Colunistas

Publicado: Quinta-feira, 16 de setembro de 2010

Capacitação em baixa

O viajante de negócios desembarca no aeroporto da cidade desconhecida. No táxi que o leva ao hotel, apesar da manutenção razoável do veículo, percebe a falta de cortesia do motorista. Ele mal se dirige ao passageiro para dar explicações espontâneas sobre a cidade ou o percurso, e responde de forma lacônica, com visível mau humor, às perguntas do viajante. "Dei azar", pensa, até chegar ao hotel.

Apesar das instalações de padrão internacional, encontra no balcão uma recepcionista que não demonstra qualquer emoção diante do recém-chegado. Ao telefone, estende a ele burocraticamente um formulário para ser preenchido. Ao final, informa como um robô que o estabelecimento não permite fumantes, acesso de crianças sem documentos, acompanhantes não registrados, nem animais de estimação. Avisa ainda que o quarto só poderá ser ocupado após as 16 horas. Quando perguntado sobre o que fazer até lá, a recepcionista sacode os ombros e atende uma ligação. Qual a primeira impressão do passageiro sobre a cidade?

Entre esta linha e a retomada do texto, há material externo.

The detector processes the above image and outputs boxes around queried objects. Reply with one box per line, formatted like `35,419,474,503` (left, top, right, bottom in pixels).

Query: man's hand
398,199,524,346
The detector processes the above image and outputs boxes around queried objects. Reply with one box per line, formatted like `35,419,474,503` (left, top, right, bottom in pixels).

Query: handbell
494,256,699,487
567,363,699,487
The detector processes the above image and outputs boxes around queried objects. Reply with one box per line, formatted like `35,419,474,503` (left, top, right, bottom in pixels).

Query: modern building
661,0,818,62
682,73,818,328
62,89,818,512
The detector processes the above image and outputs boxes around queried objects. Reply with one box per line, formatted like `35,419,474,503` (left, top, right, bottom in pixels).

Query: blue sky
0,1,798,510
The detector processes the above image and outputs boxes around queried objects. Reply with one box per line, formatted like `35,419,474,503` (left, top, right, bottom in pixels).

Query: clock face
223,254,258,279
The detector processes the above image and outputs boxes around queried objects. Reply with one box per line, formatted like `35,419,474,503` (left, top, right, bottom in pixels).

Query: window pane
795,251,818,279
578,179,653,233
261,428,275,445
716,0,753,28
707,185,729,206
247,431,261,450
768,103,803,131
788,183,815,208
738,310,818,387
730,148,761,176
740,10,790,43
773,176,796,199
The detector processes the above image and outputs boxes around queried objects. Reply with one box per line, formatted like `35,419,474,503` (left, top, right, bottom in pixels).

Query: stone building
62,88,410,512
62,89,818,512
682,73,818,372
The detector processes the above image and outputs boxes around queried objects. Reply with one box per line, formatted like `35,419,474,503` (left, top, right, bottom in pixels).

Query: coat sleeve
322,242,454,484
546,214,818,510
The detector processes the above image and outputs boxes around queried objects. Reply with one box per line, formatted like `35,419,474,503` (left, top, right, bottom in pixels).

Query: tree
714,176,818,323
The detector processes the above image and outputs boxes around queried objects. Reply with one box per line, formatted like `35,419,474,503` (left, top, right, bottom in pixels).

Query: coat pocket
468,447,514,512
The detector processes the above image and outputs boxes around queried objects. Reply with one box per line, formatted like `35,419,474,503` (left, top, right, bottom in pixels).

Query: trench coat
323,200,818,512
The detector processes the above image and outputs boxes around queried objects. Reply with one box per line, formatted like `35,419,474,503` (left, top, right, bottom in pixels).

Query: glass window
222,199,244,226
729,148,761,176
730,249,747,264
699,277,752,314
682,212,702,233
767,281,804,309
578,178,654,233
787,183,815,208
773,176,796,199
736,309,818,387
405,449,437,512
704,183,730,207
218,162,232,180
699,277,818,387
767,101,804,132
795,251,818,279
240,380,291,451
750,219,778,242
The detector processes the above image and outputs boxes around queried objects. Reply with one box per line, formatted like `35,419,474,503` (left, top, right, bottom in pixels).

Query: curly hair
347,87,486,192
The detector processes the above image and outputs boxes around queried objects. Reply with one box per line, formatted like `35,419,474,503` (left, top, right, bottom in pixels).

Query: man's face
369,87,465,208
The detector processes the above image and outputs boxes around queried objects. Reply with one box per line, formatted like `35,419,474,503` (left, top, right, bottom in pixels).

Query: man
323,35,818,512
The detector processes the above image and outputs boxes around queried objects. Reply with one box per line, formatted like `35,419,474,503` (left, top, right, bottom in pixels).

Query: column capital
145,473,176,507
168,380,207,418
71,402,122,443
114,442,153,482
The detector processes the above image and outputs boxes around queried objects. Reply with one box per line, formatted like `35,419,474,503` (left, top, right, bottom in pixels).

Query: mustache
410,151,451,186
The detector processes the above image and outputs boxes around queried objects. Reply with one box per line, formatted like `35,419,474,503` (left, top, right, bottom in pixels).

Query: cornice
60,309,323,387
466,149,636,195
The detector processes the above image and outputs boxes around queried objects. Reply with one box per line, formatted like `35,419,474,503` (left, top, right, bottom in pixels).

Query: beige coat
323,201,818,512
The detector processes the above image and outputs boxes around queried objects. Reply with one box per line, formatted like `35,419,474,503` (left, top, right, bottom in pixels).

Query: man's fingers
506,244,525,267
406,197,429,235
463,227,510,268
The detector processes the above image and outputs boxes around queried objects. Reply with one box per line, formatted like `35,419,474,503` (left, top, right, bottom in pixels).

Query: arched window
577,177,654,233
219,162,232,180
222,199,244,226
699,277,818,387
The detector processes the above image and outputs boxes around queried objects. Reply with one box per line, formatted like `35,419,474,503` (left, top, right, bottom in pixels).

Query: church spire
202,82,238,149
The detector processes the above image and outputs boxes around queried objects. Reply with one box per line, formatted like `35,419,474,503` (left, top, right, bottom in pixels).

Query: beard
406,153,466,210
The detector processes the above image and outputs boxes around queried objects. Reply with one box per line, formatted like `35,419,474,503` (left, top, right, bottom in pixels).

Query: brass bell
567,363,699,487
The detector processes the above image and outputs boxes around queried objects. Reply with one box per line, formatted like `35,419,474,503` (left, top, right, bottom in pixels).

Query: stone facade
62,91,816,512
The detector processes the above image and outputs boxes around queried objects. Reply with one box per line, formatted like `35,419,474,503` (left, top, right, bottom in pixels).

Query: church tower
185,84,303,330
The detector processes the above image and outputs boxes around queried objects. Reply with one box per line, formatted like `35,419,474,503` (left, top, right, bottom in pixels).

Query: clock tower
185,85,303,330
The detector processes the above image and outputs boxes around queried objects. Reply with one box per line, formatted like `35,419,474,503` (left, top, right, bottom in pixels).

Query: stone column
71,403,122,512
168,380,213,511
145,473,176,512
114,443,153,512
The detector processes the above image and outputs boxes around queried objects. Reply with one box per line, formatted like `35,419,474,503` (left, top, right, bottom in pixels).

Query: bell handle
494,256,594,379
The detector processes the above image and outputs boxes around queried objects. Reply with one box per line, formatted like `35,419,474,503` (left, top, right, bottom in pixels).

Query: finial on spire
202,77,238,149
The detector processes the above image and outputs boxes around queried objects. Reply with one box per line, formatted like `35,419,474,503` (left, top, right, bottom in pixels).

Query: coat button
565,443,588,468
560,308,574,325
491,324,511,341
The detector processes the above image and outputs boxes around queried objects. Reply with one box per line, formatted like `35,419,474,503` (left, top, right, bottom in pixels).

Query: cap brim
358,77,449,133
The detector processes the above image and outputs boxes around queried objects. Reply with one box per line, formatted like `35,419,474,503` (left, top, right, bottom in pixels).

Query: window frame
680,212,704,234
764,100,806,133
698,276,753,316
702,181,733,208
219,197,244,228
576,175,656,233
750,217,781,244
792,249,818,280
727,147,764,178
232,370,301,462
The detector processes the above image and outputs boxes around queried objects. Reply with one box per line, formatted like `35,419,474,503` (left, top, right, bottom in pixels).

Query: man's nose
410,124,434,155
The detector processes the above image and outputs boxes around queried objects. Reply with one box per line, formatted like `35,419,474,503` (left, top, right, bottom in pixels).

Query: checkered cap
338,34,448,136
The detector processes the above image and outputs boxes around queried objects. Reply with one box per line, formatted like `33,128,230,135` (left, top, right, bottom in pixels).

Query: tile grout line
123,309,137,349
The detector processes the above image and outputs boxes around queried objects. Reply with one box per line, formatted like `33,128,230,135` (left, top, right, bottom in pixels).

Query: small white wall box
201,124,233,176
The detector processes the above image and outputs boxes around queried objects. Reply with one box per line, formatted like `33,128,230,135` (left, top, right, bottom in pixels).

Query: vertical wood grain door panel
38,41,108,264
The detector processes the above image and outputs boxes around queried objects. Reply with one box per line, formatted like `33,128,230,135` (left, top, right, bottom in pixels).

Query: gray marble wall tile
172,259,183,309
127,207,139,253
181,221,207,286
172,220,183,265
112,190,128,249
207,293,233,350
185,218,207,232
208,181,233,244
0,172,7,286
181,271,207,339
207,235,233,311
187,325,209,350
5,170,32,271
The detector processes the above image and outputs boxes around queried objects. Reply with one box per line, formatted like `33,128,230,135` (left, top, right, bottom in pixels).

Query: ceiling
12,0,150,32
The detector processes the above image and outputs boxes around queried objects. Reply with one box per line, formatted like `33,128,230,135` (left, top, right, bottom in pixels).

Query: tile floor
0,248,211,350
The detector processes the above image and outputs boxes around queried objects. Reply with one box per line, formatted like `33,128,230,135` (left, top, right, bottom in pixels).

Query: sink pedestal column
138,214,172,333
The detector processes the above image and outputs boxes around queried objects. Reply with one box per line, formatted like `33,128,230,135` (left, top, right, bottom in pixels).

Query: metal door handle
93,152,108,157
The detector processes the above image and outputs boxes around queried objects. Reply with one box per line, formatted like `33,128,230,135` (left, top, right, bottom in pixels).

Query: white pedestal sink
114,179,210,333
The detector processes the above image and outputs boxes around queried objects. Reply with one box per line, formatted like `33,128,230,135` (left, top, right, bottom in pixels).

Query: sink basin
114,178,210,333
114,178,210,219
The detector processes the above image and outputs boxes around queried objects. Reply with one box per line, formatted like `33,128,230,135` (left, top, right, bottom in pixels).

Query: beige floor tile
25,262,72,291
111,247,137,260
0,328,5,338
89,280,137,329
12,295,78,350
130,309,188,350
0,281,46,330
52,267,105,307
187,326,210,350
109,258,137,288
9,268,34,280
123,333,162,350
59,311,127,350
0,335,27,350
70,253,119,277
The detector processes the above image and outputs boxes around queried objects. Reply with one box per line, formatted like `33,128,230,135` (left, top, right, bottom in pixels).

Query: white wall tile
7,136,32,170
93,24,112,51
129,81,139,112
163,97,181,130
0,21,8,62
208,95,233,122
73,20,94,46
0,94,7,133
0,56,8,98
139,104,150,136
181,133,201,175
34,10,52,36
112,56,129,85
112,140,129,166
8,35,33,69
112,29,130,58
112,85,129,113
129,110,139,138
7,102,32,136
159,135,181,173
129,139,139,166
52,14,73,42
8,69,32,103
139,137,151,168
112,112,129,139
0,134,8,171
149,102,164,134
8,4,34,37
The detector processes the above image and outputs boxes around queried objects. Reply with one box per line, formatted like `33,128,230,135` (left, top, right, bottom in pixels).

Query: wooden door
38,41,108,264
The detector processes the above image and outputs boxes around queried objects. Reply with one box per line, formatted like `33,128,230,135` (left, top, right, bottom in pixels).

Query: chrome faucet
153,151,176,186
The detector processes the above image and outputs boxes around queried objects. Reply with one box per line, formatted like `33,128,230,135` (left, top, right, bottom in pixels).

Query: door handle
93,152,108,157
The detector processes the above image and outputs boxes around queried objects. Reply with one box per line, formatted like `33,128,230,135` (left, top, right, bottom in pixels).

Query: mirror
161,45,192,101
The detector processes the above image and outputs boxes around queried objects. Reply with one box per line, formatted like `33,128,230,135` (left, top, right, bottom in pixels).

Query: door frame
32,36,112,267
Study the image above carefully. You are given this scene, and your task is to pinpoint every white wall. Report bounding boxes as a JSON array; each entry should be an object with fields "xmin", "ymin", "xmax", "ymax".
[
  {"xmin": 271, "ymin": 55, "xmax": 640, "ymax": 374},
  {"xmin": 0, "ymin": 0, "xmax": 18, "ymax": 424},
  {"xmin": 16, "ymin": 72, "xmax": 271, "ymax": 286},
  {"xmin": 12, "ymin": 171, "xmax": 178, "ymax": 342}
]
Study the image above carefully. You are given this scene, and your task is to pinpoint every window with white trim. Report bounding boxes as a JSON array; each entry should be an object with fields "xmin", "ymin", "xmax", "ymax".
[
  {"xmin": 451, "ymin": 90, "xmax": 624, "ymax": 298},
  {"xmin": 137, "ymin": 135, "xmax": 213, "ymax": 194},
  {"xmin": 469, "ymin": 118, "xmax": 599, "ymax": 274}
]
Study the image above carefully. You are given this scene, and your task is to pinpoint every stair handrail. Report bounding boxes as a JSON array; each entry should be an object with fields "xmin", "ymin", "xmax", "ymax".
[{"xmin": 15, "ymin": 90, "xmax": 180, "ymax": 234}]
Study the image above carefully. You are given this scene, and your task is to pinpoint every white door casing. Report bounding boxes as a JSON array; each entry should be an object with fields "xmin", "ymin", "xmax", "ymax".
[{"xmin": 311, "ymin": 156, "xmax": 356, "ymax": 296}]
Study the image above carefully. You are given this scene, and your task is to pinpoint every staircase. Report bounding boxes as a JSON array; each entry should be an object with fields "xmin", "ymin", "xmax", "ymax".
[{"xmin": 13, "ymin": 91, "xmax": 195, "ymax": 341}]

Moral da história: de nada adianta investir em infraestrutura de turismo, bons hotéis, restaurantes e instalações de primeira, se não for acompanhado da capacitação dos profissionais da área de serviços, principalmente os que têm contatos iniciais com o viajante. Enfrentar esse problema se tornou a grande missão de Toni Sando, diretor do São Paulo Convention & Visitors Bureau. Para ele, é preciso tirar proveito do turismo ser a única indústria que oferece uma química peculiar: o prazer de servir e ser servido se equivalem. Por meio da boa gestão, esse diferencial precisa ser usado a favor do turismo de São Paulo.

No entanto, o setor precisa se conscientizar da necessidade de treinamento constante, não apenas para o pessoal imediatamente ligado ao negócio, mas para aqueles que, pelas suas funções, acabam fazendo o papel de anfitriões da cidade.

Toni diz que o incentivo à excelência de serviços e o interesse pela diversidade cultural precisam ser estimulados. Ao receber um turista, não basta ser gentil, mas é preciso um mínimo de conhecimento sobre a cultura e história dos que chegam. Por exemplo, é preciso entender que o público GLS não é uma preferência sexual, mas também a quebra de tabus e preconceitos. Se isso exige qualificação, em contrapartida requer valorização dos profissionais. Essa mudança, explica Toni, não se faz pela simples vontade, mas pelo que classifica de três "Pês" da cadeia produtiva do turismo: planejamento, processos e pessoas. Ele próprio está à frente do processo de capacitação pelo Programa Receber Bem, que ensina a encantar os visitantes de São Paulo, dos policiais de trânsito aos frentistas de postos de gasolina, dos profissionais de atendimento nos hotéis aos agentes de viagens, das locadoras de automóveis aos taxistas. Toni reconhece que o maior desafio ainda está nos aeroportos. Esse é um problema que não se restringe a São Paulo, mas a todo o mundo, pois é ali que os gatos costumam ser vendidos como lebres.

*Este texto de Fábio Steinberg foi publicado também na coluna "Viagens de Negócio", no dia 16 de agosto, no Diário do Comércio da Associação Comercial de São Paulo.